NATIONS-UNIES: Le secrétaire général de l'ONU Antonio Guterres a appelé mardi le monde à "repenser les priorités" en redirigeant une partie des dépenses militaires record vers le développement de l'humanité et la lutte contre la pauvreté.

"Aujourd'hui, nous publions un rapport qui révèle une réalité saisissante: le monde dépense bien plus à faire la guerre qu'à construire la paix", a-t-il déclaré Antonio Guterres.

Selon l'Institut international de recherche sur la paix de Stockholm (Sipri), les dépenses militaires mondiales ont atteint en 2024 près de 2.700 milliards de dollars, en hausse de plus de 9% sur un an.

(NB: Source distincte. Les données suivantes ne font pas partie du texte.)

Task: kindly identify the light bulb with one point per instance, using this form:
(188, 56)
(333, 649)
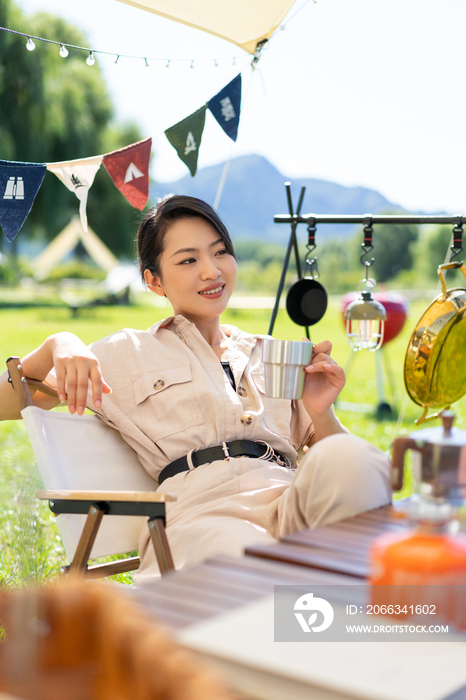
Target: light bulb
(365, 321)
(364, 335)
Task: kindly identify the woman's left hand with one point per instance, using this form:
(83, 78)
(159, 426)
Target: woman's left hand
(324, 381)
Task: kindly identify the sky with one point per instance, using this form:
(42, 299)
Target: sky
(363, 93)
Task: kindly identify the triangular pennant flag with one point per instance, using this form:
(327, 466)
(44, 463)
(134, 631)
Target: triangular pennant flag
(185, 137)
(129, 170)
(19, 184)
(226, 106)
(78, 176)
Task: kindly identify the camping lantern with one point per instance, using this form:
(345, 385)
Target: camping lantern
(395, 305)
(365, 320)
(365, 317)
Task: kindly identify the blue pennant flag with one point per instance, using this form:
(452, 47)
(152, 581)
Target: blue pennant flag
(19, 184)
(226, 105)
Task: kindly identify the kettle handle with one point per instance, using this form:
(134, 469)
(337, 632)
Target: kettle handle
(399, 447)
(449, 266)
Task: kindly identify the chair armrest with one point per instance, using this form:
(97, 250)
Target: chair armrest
(21, 384)
(116, 496)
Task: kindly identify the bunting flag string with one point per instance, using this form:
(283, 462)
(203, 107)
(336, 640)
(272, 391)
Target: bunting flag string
(78, 176)
(225, 106)
(127, 167)
(185, 137)
(19, 184)
(129, 170)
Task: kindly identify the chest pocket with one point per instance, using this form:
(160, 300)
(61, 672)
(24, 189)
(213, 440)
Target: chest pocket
(165, 400)
(277, 412)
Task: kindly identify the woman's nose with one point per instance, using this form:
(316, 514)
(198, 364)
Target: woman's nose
(210, 270)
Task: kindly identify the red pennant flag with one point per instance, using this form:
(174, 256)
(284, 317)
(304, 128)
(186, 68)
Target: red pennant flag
(129, 170)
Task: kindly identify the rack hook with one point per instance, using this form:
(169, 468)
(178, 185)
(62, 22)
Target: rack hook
(457, 245)
(367, 244)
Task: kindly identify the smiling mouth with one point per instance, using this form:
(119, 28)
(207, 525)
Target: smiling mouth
(214, 291)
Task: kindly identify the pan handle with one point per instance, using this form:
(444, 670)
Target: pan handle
(449, 266)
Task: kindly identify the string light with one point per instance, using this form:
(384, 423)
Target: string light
(64, 52)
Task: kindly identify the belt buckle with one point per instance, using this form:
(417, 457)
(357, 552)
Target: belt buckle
(226, 451)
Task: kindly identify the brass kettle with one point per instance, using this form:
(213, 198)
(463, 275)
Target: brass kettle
(435, 361)
(439, 460)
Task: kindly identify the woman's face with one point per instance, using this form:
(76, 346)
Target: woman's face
(198, 275)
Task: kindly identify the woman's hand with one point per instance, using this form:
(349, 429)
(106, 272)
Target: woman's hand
(324, 381)
(75, 366)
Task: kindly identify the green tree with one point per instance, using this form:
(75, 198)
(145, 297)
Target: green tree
(54, 109)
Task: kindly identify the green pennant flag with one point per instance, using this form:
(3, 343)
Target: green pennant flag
(185, 137)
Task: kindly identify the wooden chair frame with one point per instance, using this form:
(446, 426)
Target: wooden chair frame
(96, 504)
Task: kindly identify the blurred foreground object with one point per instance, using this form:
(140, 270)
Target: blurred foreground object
(85, 641)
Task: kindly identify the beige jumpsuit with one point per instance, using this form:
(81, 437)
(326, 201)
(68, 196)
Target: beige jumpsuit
(171, 396)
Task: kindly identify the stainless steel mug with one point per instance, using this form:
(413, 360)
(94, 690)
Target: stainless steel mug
(284, 363)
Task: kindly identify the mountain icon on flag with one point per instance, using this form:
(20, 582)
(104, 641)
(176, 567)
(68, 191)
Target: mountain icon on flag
(129, 170)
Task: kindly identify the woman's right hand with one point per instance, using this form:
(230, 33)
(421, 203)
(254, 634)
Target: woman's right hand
(75, 365)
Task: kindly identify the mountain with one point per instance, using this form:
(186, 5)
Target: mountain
(254, 192)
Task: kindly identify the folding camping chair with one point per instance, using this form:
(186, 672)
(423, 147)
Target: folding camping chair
(89, 471)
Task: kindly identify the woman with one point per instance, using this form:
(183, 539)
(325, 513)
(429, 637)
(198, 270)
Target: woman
(188, 396)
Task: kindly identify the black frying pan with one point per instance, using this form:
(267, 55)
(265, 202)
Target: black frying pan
(306, 302)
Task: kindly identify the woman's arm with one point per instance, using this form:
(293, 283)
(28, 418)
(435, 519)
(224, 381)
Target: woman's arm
(75, 366)
(324, 382)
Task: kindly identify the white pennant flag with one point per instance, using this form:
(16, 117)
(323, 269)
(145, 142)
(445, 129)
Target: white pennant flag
(78, 176)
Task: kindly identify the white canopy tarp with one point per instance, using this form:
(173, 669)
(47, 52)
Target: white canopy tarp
(243, 22)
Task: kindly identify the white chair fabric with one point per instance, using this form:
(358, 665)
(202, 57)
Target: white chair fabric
(83, 453)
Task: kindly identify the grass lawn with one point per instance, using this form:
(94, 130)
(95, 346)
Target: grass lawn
(31, 549)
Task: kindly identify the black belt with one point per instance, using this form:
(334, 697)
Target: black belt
(236, 448)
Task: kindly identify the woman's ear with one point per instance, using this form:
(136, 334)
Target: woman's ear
(153, 282)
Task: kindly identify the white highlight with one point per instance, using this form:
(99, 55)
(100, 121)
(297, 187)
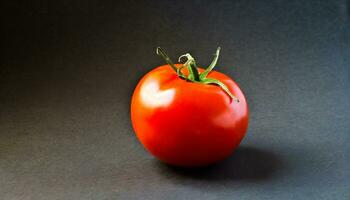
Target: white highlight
(152, 96)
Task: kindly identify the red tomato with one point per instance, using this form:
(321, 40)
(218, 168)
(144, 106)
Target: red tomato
(188, 123)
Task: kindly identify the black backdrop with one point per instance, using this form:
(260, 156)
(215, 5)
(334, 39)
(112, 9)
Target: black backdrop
(68, 69)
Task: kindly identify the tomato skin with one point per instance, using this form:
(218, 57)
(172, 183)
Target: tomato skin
(184, 123)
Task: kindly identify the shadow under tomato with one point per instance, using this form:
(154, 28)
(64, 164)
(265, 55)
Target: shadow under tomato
(246, 163)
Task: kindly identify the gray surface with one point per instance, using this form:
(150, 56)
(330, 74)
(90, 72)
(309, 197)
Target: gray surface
(68, 70)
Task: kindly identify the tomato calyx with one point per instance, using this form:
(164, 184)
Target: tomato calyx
(193, 73)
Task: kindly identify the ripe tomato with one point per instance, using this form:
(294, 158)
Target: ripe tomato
(188, 123)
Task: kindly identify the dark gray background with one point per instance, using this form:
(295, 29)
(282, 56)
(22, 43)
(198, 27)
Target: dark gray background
(68, 69)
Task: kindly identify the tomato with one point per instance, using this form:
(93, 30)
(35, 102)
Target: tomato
(188, 123)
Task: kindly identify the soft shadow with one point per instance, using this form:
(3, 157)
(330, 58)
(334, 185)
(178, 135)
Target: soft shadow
(246, 163)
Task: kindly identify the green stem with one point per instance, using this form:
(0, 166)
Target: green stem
(167, 59)
(193, 74)
(212, 64)
(191, 66)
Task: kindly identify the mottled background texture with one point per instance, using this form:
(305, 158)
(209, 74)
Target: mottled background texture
(68, 70)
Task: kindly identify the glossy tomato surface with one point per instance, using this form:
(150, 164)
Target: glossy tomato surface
(185, 123)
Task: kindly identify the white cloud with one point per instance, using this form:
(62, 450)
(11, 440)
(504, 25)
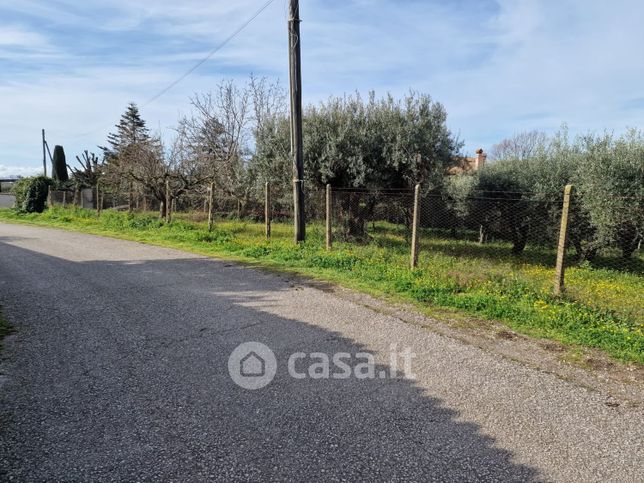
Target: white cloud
(13, 171)
(498, 69)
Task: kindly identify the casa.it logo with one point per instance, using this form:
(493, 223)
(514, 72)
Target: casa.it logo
(252, 365)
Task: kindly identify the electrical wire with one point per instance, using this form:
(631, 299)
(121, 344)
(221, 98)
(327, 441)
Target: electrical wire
(212, 52)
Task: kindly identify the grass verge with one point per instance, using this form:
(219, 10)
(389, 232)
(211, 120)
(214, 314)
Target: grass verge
(602, 310)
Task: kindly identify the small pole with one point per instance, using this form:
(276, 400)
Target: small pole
(414, 230)
(168, 202)
(329, 206)
(563, 242)
(211, 199)
(267, 209)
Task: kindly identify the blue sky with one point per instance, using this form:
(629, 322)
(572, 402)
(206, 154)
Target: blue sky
(498, 66)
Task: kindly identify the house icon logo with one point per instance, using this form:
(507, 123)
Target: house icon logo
(252, 365)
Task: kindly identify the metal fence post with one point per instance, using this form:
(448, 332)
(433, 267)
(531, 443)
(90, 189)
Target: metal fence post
(329, 214)
(563, 242)
(267, 208)
(211, 198)
(414, 230)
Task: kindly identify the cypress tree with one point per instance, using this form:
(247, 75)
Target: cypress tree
(59, 165)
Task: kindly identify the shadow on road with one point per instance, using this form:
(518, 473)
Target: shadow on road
(119, 371)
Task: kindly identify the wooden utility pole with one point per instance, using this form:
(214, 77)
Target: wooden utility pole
(563, 242)
(211, 199)
(99, 202)
(44, 153)
(414, 229)
(295, 71)
(329, 214)
(168, 202)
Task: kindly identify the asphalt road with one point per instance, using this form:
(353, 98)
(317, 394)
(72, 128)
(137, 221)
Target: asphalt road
(119, 371)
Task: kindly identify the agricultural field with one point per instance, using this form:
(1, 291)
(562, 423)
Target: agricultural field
(601, 308)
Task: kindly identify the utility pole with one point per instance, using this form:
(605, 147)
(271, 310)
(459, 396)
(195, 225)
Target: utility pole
(44, 153)
(295, 71)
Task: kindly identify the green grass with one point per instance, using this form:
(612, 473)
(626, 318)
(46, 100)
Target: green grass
(5, 328)
(602, 308)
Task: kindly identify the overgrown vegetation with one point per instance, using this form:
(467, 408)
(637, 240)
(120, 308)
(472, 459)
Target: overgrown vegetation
(530, 172)
(31, 193)
(603, 308)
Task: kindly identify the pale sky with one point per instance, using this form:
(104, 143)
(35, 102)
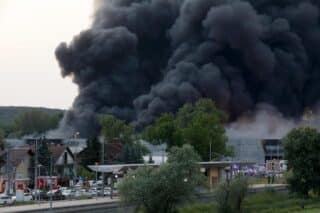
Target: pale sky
(30, 30)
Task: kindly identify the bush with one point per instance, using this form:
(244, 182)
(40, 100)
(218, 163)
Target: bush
(159, 190)
(230, 197)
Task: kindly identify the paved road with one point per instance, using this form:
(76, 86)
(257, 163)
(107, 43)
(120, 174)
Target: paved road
(108, 205)
(56, 204)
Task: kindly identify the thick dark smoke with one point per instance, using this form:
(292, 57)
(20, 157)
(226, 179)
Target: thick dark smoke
(144, 57)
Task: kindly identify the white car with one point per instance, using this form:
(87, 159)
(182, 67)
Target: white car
(6, 200)
(67, 192)
(27, 197)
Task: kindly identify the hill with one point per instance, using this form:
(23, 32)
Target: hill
(9, 113)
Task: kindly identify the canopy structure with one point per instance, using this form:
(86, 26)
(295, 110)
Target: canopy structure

C'est "l'équivalent de 334 dollars par habitant de la planète", "près de 13 fois le montant de l'aide publique au développement des pays les plus riches et 750 fois le budget ordinaire de l'ONU", a noté Antonio Guterres.

Et en parallèle, la majorité des Objectifs de développement durables (ODD) visant à améliorer le sort de l'humanité d'ici 2030 (éradication de l'extrême pauvreté, égalité hommes-femmes, éducation...) ne sont pas sur la bonne voie.

Pourtant, mettre un terme à la faim dans le monde d'ici 2030 nécessiterait seulement 93 milliards de dollars par an, soit 4% des dépenses militaires de 2024, et faire en sorte que chaque enfant soit totalement vacciné coûterait entre 100 et 285 milliards par an, note le rapport demandé par les Etats membres.

Au total, l'ONU estime aujourd'hui à 4.000 milliards de dollars les investissements supplémentaires nécessaires chaque année pour atteindre l'ensemble des ODD, un montant qui pourrait grimper à 6.400 milliards dans les prochaines années.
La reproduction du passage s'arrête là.